The enforcement action by the PRC authorities has been characteristically harsh. In July 2019, Zhao Kezhi, State Councillor and Minister of Public Security, announced that appropriate departments should take special action to crack down and destroy criminal organisations involved in illegal online gambling, underground banks, and network payment platforms. In January 2021, the Ministry of Public Security announced that during 2020, over 600 suspects were repatriated by Chinese police in collaboration with counterparts in countries including the Philippines, Malaysia, Myanmar, and Vietnam. By April 2021, according to Zhao Kezhi, the police had investigated over 17,000 cross-border apprehended 110,000 suspects, and stopping over 3,400 online gambling platforms and over 2,800 illegal payment platforms and underground banks. By the time of the crackdown by the Chinese authorities against illegal gambling from 2018, it was clear that Macau junkets and the Triad leaders involved in the largest operators were deeply involved in cross border organised crime.
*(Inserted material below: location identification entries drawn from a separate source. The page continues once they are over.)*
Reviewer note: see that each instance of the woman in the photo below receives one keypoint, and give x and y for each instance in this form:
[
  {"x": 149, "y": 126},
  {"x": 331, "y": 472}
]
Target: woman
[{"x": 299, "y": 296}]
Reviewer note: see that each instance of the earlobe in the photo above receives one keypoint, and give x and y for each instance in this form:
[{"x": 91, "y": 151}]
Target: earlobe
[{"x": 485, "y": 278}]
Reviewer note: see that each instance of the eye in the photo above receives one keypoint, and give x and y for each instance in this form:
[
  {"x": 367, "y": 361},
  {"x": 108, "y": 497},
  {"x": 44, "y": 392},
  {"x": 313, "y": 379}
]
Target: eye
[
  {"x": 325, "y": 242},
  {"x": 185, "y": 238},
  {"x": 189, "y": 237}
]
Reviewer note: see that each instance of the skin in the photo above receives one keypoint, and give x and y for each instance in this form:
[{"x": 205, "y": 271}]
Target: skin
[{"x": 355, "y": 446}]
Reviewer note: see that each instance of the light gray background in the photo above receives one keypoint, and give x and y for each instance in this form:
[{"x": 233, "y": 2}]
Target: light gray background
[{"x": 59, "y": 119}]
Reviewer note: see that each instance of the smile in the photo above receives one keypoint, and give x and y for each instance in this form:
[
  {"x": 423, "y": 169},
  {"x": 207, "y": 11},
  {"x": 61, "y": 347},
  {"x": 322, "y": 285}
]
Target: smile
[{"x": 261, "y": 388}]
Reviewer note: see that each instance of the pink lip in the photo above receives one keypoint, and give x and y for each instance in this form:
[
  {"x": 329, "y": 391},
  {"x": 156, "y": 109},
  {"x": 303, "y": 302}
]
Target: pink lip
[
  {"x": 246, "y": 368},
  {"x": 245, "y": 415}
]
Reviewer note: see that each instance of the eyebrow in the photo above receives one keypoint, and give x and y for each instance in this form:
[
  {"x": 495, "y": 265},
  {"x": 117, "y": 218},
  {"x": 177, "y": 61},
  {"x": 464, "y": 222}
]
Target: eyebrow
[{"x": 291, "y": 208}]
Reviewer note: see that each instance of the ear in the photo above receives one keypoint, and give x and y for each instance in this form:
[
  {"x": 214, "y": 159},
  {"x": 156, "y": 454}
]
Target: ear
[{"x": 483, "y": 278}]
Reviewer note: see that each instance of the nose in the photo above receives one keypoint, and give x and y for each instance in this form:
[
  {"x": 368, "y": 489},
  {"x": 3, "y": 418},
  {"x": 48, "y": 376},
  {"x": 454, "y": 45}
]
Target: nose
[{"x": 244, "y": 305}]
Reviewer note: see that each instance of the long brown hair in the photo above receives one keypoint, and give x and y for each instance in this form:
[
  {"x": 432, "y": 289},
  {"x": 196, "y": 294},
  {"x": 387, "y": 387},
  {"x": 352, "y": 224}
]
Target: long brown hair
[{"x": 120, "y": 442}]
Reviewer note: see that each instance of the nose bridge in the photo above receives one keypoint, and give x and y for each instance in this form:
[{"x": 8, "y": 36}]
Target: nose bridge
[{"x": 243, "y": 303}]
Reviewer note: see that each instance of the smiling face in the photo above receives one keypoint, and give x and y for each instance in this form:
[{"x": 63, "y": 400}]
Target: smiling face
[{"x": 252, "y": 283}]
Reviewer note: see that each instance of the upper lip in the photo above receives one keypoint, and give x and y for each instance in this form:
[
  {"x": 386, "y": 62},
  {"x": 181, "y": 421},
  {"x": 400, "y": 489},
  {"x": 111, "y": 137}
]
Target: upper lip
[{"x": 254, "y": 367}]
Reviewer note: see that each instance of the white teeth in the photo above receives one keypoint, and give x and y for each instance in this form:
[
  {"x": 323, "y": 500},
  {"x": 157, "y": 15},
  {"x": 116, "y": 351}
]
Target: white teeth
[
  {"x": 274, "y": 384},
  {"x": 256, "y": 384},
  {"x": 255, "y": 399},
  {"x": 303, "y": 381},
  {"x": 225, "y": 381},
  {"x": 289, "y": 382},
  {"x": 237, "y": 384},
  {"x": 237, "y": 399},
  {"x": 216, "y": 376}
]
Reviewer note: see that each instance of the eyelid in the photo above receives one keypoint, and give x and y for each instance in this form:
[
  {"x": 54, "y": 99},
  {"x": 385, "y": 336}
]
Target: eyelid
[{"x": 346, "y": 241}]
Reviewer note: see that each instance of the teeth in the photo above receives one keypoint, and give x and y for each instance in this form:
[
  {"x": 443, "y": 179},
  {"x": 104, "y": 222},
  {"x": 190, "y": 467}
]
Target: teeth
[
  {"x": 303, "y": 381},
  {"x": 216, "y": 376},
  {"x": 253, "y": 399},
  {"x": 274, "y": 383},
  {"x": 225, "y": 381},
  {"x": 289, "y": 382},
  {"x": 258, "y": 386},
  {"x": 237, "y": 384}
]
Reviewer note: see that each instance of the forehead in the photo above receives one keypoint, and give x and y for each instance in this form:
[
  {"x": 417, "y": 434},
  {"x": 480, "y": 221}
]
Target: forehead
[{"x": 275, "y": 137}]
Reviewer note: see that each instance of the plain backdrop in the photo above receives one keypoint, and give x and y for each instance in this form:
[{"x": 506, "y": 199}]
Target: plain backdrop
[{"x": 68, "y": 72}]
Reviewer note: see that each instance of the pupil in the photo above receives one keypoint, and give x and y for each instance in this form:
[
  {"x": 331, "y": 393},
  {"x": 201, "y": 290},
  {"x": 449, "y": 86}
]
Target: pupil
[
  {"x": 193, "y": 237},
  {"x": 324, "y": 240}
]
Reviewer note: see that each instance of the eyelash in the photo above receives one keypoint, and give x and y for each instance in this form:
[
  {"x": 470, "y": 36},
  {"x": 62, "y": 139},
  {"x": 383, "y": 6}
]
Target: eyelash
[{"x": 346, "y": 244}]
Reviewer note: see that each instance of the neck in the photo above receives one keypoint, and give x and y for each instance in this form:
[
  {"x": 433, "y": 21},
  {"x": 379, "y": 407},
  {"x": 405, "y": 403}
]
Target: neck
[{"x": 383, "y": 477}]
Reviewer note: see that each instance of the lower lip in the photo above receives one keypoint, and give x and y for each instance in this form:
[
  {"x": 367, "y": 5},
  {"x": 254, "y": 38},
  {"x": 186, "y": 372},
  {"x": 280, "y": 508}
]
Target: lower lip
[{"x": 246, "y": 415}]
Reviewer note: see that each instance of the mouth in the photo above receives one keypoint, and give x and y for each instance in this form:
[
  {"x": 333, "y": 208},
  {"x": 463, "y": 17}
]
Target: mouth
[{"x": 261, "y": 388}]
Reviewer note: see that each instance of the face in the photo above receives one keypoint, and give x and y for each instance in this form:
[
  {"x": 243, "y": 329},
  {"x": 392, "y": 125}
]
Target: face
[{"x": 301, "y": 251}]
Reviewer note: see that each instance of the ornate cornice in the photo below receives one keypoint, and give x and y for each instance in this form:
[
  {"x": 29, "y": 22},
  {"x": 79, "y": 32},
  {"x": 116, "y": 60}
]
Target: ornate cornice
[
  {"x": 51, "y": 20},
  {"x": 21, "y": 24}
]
The problem of organised crime in Macau casino junkets is not confined to that city or to their business in China, but is now international. In 2022, Australian gambling regulators have conducted multiple inquiries into misconduct and criminality in local casinos that has involved junkets from Macau, including Suncity.
Crown Resorts was found to have enabled the illegal transfer of funds from China, involving Chinese UnionPay credit cards, between 2012 and 2016. The process allowed “international patrons to access funds in order to gamble at Crown Melbourne,” evading Chinese currency restrictions. The inquiry found that “Chinese patrons were assisted in illegally transferring up to A$160 million in funds.”
The Star Casino processed around A$900mn of transactions by Chinese customers using China UnionPay. The use of the payment network for gambling contravenes both Australia’s anti-money laundering rules and Chinese capital outflow laws. Suncity operated the “Salon 95” exclusive VIP gaming room, located off-site from Star’s main Sydney casino, as part of its agreement with Star.
There is no doubt following both trials that the authorities in the People’s Republic of China (PRC) consider gambling and betting illegal except when licensed by the state. In addition, the trials and severe sentences in the Wenzhou and Macau cases send a strong signal regarding the attitude of the PRC authorities towards the involvement of organised crime groups in the illegal movement of funds out of China, which has been a major problem in the past several decades.
In China the authorities are typically slow to react at the state level to criminal problems, but when they do act they use overwhelming force and take concerted action. This is largely because there is a reluctance at city and provincial level to report problems to the central government in Beijing – If officials report a problem incorrectly, they are in trouble, and if they are presumed to have not appropriately dealt with problems then they are in trouble. The result is frequent delay in addressing criminal problems that become a state level issue. The huge illegal business of Suncity, and also other Macau casino junkets, is an illustration of this phenomena. The lesson to be learnt is that the Central People’s Government will take severe action against major criminal groups that effect the country, eventually.